Pewnie gdybym miała takie możliwości też bym skorzystała.
A mnie w tego typu przedsięwzięciach zawsze zastanawia jak wózkowicze podchodzą do tematu pomocy. Przecież tachanie ich pod górę to naprawdę wyzwanie dla zdrowych, czy nigdy im nie przyjdzie do głowy, ze oni padają na pysk, czy wydaje im się, że jak są zdrowi to mają niekończącą się siłę. Czy to nie egoizm? Za cenę udowodnienia-czego? no właśnie czego?, że potrafią????!!!
co potrafią!, przecież gdyby nie sztab zdrowych ludzi to nawet do samolotu by nie wsiedli, co to za sztuka gdy zdrowi mnie wniosą, posadzą, zawiozą, zwiozą, przepchają itd. Pomijam oczywiście tych co sami sie poruszają o kuli czy na handbikach itp. Zresztą opis z pierwszego dnia wspinaczki najlepiej to ilustruje. Szkoda gadać, trzeba rozróżnić co niepełnosprawny może robić, a co robią /czytaj pod hasłem pomocy/ zdrowi za niego i głośno krzyczy ON "potrafi".
Przykład - gdyby szczyt zdobył Pistorius nic bym nie powiedziała oprócz gratulacji i szacunku, ale w tym przypadku pani A. zostaje wniesiona, wepchana /pewnie przez męża/, a pan P. przez innych, ciekawe czy oni byliby w stanie tak się fizycznie zaorać dla zdrowych z jakąś pomocą, żeby tylko pokazać-no właśnie co????

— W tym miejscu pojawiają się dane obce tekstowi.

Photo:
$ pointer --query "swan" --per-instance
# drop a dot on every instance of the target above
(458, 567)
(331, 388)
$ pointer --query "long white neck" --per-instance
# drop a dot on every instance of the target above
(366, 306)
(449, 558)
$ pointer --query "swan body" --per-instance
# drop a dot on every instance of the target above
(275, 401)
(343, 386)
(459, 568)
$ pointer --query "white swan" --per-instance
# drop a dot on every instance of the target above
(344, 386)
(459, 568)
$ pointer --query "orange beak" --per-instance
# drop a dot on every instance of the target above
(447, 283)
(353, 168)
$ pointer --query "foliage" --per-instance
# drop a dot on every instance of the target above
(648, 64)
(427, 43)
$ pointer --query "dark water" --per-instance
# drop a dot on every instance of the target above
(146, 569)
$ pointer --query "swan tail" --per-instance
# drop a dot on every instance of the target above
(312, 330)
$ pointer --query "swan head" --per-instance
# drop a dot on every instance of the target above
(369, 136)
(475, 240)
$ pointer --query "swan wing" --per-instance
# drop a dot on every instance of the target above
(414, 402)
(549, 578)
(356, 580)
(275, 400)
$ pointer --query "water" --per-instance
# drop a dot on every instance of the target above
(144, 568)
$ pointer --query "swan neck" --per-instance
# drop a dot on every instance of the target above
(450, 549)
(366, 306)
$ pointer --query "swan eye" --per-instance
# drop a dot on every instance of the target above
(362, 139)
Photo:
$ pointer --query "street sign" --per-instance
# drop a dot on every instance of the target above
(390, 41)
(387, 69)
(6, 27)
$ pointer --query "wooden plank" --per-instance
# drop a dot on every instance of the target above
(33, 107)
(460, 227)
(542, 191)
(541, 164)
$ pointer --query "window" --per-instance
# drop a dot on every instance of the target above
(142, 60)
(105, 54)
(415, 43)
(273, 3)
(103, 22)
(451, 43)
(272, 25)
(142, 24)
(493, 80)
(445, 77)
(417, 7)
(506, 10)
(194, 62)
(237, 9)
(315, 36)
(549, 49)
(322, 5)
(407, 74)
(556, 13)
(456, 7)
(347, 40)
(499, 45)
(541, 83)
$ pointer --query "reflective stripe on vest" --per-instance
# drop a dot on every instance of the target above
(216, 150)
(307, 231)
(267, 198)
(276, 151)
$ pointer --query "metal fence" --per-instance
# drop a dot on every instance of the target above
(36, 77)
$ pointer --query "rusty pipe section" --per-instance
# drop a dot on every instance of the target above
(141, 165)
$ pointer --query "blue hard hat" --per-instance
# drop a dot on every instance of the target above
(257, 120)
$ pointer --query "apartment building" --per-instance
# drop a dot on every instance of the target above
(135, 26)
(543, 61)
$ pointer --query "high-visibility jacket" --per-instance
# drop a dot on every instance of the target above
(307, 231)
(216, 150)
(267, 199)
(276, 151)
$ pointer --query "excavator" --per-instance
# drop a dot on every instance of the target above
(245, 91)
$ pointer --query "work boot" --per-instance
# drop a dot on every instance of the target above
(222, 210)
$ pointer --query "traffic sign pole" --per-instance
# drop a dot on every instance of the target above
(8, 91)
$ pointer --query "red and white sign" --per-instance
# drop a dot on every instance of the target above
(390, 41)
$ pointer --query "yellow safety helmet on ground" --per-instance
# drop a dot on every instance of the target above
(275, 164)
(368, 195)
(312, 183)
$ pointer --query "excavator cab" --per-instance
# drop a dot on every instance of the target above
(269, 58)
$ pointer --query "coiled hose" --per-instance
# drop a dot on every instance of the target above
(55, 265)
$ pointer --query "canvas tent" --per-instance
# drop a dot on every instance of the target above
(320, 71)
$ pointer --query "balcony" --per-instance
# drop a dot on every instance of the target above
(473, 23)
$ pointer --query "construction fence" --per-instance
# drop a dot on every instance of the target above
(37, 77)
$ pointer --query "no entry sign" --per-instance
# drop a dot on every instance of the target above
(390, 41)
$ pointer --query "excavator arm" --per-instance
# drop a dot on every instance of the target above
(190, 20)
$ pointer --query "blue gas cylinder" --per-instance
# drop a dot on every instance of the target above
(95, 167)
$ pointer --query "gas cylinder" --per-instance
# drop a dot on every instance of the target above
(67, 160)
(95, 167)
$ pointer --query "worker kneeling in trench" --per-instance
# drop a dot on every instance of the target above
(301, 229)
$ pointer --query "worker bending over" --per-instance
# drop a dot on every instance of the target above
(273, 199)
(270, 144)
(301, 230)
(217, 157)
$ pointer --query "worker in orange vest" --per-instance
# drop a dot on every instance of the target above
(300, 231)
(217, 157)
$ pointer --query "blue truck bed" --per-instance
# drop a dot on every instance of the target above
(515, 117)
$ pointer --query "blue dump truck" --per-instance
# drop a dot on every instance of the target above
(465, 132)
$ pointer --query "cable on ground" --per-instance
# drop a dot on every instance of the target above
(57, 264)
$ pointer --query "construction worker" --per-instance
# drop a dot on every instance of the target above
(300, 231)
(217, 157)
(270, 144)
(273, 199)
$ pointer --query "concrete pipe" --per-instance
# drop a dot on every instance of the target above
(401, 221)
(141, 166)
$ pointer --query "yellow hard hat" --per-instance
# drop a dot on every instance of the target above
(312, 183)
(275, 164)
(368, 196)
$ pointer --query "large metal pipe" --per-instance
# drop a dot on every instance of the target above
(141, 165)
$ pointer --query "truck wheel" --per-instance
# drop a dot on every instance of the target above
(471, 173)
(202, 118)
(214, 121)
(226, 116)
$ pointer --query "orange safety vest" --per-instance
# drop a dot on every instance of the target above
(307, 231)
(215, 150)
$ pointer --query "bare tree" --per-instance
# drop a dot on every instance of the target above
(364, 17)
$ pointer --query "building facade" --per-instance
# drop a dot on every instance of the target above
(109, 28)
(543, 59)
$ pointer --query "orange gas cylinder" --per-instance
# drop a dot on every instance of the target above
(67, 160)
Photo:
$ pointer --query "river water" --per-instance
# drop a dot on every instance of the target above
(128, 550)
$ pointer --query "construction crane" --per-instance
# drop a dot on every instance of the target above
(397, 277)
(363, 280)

Natura ludzka jak wiadomo pazerna jest, każdy zdrowy czy chory mógłby powiedzieć -chciałbym to i tamto, zdrowi też marzą i wielu rzeczy do końca swojego życia nie zrealizują dlatego bardzo chciałabym się dowiedzieć co czują takie osoby w czasie takiej wyprawy-jeśli tylko radość i zabawę -to pachnie mi ich max egoizmem, a może jednak pojawia się nuta zażenowania-że ta pomoc naprawdę przerasta siły zdrowych i tym "chceniem" zobaczenia, udowodnienia /znów-zapytam-czego?/nie przesadziłam/em.
Większy szacunek uczestnicy by zyskali w moich oczach gdyby choć kasę sami wyżebrali i znaleźli wolontariuszy, rzeczywiście to zrobiłoby wrażenie.
I tak nie dostanę odpowiedzi na powyższe wątpliwości bo nie siedzę w folwarku pod skrzydłami kwoki Dymnej.
Ukłon w stronę tej pani, że w ogóle jej się coś chce-bo to ogromna sztuka-chcieć coś robić, ale prywaty, a zwłaszcza osobistych-lubię X, lubię Y-można dostrzec ogrom i to już jest u mnie na nie.
Może panią Dymna należałoby rozklonować na 16 województw.